Submitted to: Trace Elements in Man and Animals (TEMA)
Publication Type: Abstract Only
Publication Acceptance Date: 5/19/1996
Publication Date: N/A
Citation: N/A

Interpretive Summary:

Technical Abstract: Over the past decade, there have been 12 experiments reported on experimental copper deprivation, and/or interactions of copper (Cu) with other nutrients in adult humans. Cu intakes of these studies were between 0.4-1.25 mg of Cu/d for periods of 36-165 d. These were alternated with or followed by intakes of 2.6 to 6.4 mg of Cu/d. Biochemical and physiological changes resulting from Cu deprivation were noted in many, but not all, subjects consuming less than 1.2 mg of Cu/d. These include changes in electrocardiograms in 4 of 24 men with intakes of 1.02 mg of Cu/d from a high fructose diet after 77 d, 1 of 7 men fed 0.8 mg of Cu for 105 d, 3 of 6 men fed 0.6 mg of Cu for 49 d, and 3 of 13 postmenopausal women fed 0.57 mg Cu for 105 d. Plasma Cu was lowered with low Cu intake in only 4 of the 12 studies; it seemed to be related more to weight loss or fructose intake in two of these studies and was not as sensitive to changed Cu status as Cu enzymes in blood cells.

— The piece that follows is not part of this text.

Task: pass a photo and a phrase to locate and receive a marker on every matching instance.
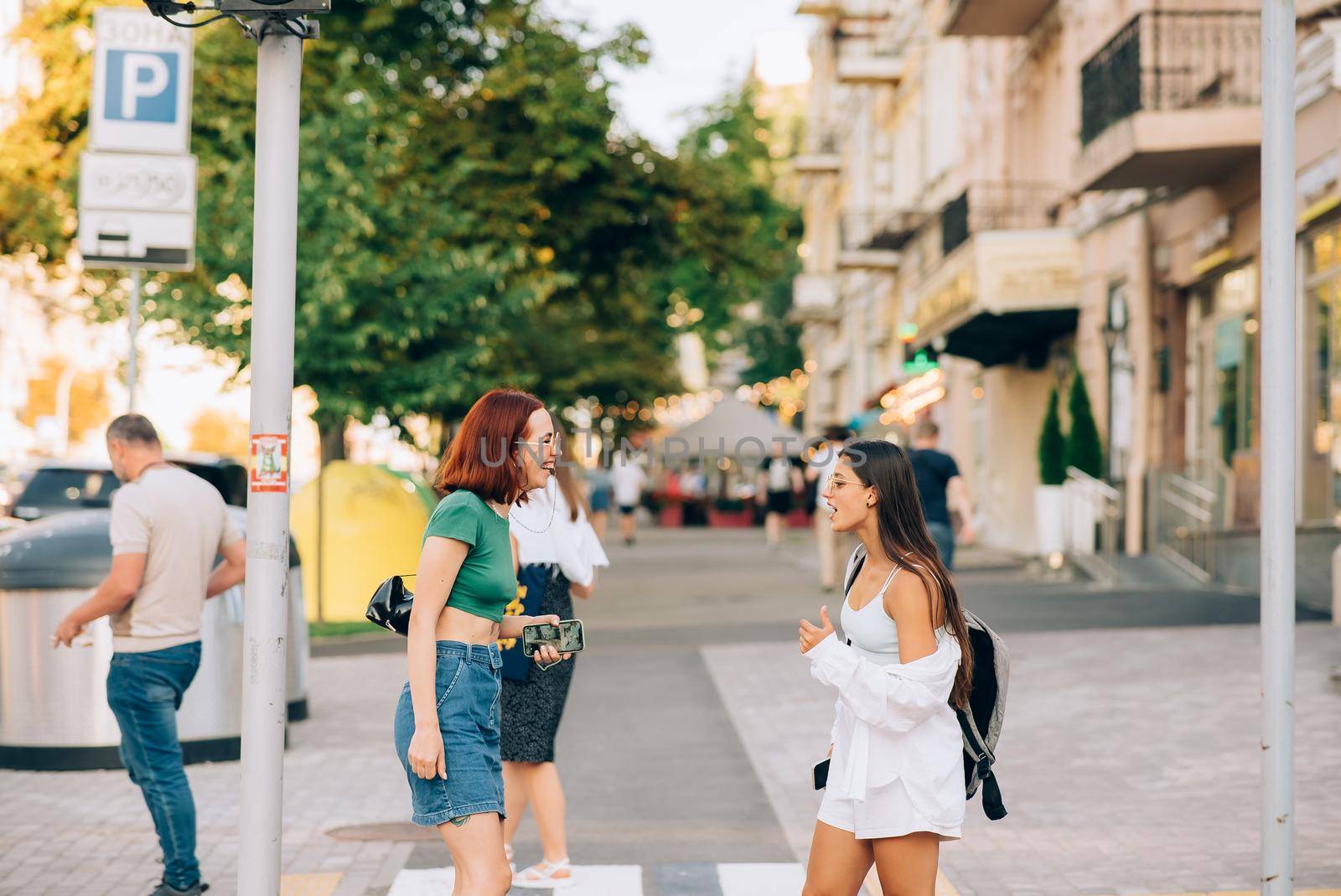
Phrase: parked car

Erythrocyte superoxide dismutase (ESOD) and cytochrome c oxidase in platelets or mononucleated white cells seemed to be the most sensitive indicators to changes in Cu status. Recovery from Cu deprivation, as indicated by recovery of ESOD activity was documented when 3 to 6.4 mg of Cu/d was fed for 30 d or more, but not when 2.6 mg or less was fed for up to 42 d. These studies indicate that 1.25 mg of Cu/d is needed for maintenance and that 2.6 mg of Cu/d, or less, for periods of up to 42 d is not sufficient for recovery from Cu deprivation.